#breckenridge #realestate #colorado
Silverthorne resident Benjamin Umayam has never owned a car in his life. So, when Umayam, 68, retired from his career as chef in New York City and moved to Summit County three years ago, he invested in an electric bike worth $1,800 to get around.
Like many retirees, Umayam has a routine: Most mornings he’ll hop on his bike in the morning and coast down the big hill from Wildernest to Silverthorne to have coffee at Red Buffalo Cafe before swinging by the recreation center.

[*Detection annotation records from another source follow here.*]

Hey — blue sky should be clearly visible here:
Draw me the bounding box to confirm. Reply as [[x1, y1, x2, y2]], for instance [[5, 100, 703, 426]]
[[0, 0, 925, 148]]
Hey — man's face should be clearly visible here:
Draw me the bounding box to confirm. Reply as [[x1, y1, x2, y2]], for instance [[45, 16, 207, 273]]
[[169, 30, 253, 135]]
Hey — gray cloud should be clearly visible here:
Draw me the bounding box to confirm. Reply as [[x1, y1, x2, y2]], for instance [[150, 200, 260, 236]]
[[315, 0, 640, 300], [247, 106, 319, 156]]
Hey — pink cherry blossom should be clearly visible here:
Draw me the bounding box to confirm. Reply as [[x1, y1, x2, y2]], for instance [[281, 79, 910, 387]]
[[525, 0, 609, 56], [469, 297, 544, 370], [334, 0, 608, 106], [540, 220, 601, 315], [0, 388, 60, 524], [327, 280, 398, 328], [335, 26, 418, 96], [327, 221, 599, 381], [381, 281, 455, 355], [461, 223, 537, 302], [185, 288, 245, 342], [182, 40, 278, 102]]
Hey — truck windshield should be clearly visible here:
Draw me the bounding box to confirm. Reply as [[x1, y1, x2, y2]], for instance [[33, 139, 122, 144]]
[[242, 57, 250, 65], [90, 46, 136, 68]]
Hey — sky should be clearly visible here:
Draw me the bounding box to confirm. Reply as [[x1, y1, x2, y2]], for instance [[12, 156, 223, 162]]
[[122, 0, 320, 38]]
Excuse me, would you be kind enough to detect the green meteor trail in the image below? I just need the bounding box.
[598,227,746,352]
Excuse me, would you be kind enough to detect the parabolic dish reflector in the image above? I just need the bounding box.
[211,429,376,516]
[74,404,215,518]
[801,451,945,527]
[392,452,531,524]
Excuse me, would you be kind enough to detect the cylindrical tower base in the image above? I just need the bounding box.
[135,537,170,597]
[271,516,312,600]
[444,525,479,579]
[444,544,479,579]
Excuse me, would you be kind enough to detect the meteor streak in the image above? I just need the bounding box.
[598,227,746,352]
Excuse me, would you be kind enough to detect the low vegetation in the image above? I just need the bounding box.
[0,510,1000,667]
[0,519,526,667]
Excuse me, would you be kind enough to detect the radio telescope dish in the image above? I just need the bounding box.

“The bike is my attraction to getting places in my retired life, it’s essential,” Umayam said, adding that he writes short stories, some which have been published, about “riding around and enjoying nature.”
But for the past two weeks, Umayam has been taking the bus.
After returning late from a ukulele performance on Sunday, Aug. 20, Umayam found his bike had been stolen. He said he used a cable lock to secure his bike in a carport the night before, right where he usually does when he gets home. But it was gone — not even the lock had been left behind.
ust like ski and snowboard theft in the winter, bike theft ebbs and flows in Summit County and along the Interstate 70 corridor all summer long, according to Summit County Sheriff Jaime FitzSimons.
The proximity to the fast moving and crowded highway, as well as the high concentration of recreationalists with expensive equipment, makes these Colorado mountain towns popular targets, FitzSimons said.
“These thieves are opportunists,” FitzSimons said. “They drive around looking for these bikes that are unattended and they snatch them pretty quickly — really quickly.”
Between July 1 and Aug. 8, FitzSimons said 18 bikes worth a combined $87,000 have been reported stolen in Summit County alone. Meanwhile, the Summit County Sheriff’s Office is working jointly on more than one bike theft case with law enforcement in Vail, he said.